Let $a=(a_{0},\dots,a_{n})\in\mathrm{Int}(\Delta^n)$. Let \begin{equation*} 2\delta=\inf\left\{\Vert\alpha-a\Vert_{2}:\alpha\in\mathrm{Int}(\Delta^n),\alpha\text{ has exactly one coordinate }0,\text{ and the rest positive}\right\} \end{equation*} where $\Vert\cdot\Vert_{2}$ is the usual Euclidean norm. We need to show that $B(x,\delta)\subseteq\mathrm{Int}(\Delta^n)$. Let $y\in B(x,\delta)\cap\Delta^{n}$. Then we see that from the definition of $\delta$, we must have $y\in\mathrm{Int}(\Delta^n)$. This shows that the open set $B(x,\delta)\cap\Delta^n$ is completely contained in $\mathrm{Int}(\Delta^n)$, where $B(x,\delta)\subseteq\mathbb{R}^{n+1}$ is the open ball centered at $x$ of radius $\delta$.
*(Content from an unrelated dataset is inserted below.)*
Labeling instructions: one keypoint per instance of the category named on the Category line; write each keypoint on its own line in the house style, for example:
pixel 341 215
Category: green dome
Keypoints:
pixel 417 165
To answer your second question on the topological boundary, it follows that \begin{equation*} \partial\Delta^{n}=\Delta^{n}\setminus\mathrm{Int}(\Delta^n)=\left\{(x_{0},\dots,x_{n})\in\mathbb{R}^{n+1}:\sum_{j=0}^{n}x_{j}=1,x_{j}=0\text{ for some }j\right\} \end{equation*}

Remark: Note that I am working with the topology on $\mathbb{R}^{n+1}$ induced by the usual Euclidean metric, and hence working with the subspace topology on the $n$-simplex $\Delta^n$ induced by the (Euclidean) metric topology on $\mathbb{R}^{n+1}$.

Any comments are welcome.